Fix ist, dass die neue Krankenordnung am kommenden Dienstag im Überleitungsausschuss der Gesundheitskasse beschlossen werden soll. Was tatsächlich fixiert wird, ist offen. Umgekehrt sind auf Betreiben der Arbeitnehmervertreter auch günstigere Regelungen vorgesehen. So soll im Krankheitsfall der Bezug von Krankengeld österreichweit einheitlich bis zu 78 Wochen statt bisher 52 Wochen möglich werden, wie das bisher in Oberösterreich gilt. Weiters werden die Richtlinien für die freiwilligen Unterstützungen in Form von Zuzahlungen etwa bei Prothesen oder Zahnkronen ab Jahresbeginn mit der Fusion der Gebietskrankenkassen vereinheitlicht.

Im Forderungspapier der Wirtschaftskammer geht es um strengere Kontrollen. So wird ausdrücklich verlangt, dass bei Missbrauchsverdacht künftig ein "Anspruch des Dienstgebers auf eine Prüfung des Gesundheitszustandes" des Arbeitnehmers geschaffen werden soll. Bisher haben Dienstgeber lediglich die Möglichkeit, die Durchführung einer solchen Kontrolle durch die Krankenkassen "anzuregen", wie als Begründung angeführt wird.

Eine strengere Regelung wünscht sich die Wirtschaftskammer für den Fall eines Ortswechsels während des Krankenstandes. Derzeit muss die Krankenkasse Arbeitnehmern einen Ortswechsel genehmigen, wenn bestimmte Kriterien erfüllt werden. Nach dem Forderungspapier soll aus einer Muss-Bestimmung künftig eine Kann-Bestimmung für die Kasse werden, wenn bestimmte Kriterien erfüllt werden.

Schließlich geht es in dem Forderungspapier um strengere Regeln bei der Meldung der Arbeitsunfähigkeit an den Arbeitgeber. Diese solle jedenfalls den Beginn des Krankenstandes, die voraussichtliche Dauer, die Ursache, die ärztlich angeordneten Ausgehzeiten sowie einen Hinweis auf die Folgen von deren Nichteinhaltung umfassen. Im Gesetz zur Entgeltfortzahlung im Krankenstand ist zwar vorgesehen, dass der Dienstnehmer eine Bestätigung über Beginn, voraussichtliche Dauer und Ursache vorlegen muss. Im Papier heißt es aber, die Praxis zeige, dass häufig die voraussichtliche Dauer nicht angegeben werde, was die Dienstgeber "mangels Planbarkeit unnötig belastet".
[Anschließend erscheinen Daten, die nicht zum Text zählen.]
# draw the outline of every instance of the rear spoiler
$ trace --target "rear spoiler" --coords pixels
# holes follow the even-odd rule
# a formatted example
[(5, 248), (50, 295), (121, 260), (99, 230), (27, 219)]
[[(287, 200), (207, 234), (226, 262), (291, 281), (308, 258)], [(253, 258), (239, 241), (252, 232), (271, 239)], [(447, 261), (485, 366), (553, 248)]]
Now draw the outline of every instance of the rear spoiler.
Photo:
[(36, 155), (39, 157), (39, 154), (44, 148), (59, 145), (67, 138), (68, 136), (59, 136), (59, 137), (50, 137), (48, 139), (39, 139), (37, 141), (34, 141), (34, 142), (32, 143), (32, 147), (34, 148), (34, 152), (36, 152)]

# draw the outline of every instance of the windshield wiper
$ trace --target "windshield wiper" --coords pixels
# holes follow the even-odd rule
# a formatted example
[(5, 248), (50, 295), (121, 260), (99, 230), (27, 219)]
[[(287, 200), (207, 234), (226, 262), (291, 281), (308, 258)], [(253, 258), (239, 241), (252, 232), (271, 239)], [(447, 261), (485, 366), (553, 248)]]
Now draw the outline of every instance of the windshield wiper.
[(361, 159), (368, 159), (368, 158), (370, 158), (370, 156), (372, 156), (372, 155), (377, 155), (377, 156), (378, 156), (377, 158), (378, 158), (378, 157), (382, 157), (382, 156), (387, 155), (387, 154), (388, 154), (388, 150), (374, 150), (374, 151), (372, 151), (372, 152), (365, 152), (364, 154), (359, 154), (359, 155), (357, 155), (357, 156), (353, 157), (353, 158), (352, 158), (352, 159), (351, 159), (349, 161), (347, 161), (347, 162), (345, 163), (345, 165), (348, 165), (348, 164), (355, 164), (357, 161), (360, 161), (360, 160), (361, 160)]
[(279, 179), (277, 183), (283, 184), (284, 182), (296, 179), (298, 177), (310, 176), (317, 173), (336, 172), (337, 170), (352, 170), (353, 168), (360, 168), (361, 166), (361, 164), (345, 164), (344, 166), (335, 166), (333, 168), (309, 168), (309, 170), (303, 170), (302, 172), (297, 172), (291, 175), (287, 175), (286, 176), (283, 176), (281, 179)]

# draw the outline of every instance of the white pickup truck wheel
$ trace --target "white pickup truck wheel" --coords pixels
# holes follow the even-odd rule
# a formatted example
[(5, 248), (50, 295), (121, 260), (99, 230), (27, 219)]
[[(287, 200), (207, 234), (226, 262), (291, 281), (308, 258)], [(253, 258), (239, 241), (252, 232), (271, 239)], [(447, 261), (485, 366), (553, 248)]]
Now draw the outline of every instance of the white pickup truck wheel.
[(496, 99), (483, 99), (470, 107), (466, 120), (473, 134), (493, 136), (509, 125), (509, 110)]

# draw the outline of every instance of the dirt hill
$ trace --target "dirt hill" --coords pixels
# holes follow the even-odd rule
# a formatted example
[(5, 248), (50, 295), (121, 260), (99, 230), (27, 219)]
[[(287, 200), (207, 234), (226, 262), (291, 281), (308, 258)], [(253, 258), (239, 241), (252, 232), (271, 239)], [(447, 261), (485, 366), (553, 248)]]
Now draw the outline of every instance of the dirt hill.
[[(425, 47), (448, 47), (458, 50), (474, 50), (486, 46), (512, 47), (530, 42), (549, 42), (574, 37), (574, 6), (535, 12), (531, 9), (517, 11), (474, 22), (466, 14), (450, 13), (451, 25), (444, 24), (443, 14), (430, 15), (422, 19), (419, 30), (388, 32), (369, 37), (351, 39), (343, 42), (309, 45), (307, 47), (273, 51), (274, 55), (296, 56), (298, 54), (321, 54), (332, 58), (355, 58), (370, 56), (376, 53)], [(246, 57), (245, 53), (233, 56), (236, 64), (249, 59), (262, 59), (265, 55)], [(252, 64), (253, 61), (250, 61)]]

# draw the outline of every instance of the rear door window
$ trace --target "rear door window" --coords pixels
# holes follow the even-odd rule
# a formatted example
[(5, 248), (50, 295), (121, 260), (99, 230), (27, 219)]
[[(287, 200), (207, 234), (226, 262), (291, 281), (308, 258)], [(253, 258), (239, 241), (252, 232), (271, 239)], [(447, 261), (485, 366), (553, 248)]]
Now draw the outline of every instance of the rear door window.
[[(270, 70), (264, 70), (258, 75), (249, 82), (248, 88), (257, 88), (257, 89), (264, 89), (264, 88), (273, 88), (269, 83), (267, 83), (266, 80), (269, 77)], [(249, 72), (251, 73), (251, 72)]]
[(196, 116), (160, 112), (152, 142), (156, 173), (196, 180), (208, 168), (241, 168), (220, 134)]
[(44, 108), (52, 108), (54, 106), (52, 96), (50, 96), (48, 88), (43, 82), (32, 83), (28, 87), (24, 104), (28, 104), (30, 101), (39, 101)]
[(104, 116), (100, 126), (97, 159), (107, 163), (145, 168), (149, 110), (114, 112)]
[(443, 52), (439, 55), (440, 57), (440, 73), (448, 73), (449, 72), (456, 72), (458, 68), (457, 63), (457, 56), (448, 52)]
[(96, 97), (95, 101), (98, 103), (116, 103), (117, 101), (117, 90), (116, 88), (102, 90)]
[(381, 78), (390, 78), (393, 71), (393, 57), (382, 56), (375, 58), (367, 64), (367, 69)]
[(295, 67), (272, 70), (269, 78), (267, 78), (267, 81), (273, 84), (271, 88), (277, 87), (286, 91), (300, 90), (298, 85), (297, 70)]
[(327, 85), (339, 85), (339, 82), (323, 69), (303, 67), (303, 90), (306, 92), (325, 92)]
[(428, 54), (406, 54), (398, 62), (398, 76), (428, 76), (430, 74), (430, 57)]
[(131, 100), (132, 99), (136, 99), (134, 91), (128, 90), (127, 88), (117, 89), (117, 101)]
Von Gewerkschaftsseite wird befürchtet, dass damit künftig bei der Ursache auch die genau Krankheit anzugeben sei, nicht nur, ob es sich um eine Erkrankung oder einen Arbeitsunfall als Grund für die Arbeitsunfähigkeit handelt. Die Chefin der Gewerkschaft der Privatangestellten, Barbara Teiber, sieht die Verschärfungen als "Generalverdacht" gegenüber Arbeitnehmern.

Dem widerspricht die Wirtschaftskammer vehement: "Es geht in keinster Weise um einen Generalverdacht und auch nicht um die Bekanntgabe von Diagnosen. Das widerspräche eindeutig der ärztlichen Schweigepflicht." Man gehe davon aus, dass auch die Gewerkschaft Interesse daran habe, dass Missbrauch von Krankenständen nicht toleriert wird. Es sei im Interesse aller Beteiligten, dass sich kranke Mitarbeiter auskurieren. Gleichzeitig ist es wichtig, Fairness sicherzustellen und Missbrauch einzudämmen - im Sinne aller BeitragszahlerInnen - sowohl auf Arbeitnehmer als auch auf Arbeitgeberseite.

"Keine Zustimmung zu Verschärfungen"

Gewerkschafter Andreas Huss, Arbeitnehmervertreter im Kassen-Überleitungsausschuss, kündigte der "Wiener Zeitung" an, man werde den Verschärfungen "nicht zustimmen". Auch ein Junktim mit Verbesserungen lehnt er ab: "Das lassen wir uns mit Sicherheit nicht gefallen."

Im Überleitungsausschuss (ÖGK) für die Arbeitnehmer haben Vertreter der Arbeitgeber und der Arbeitnehmer mit je sechs Sitzen eine Parität. Allerdings befürchten die fünf SPÖ-Arbeitnehmer eine 7:5-Mehrheit gegen sie, sollte der schwarze ÖAAB-Arbeitnehmervertreter mit den Arbeitgebervertreter stimmen. Bei Stimmengleichheit müsste das Sozialministerium entscheiden.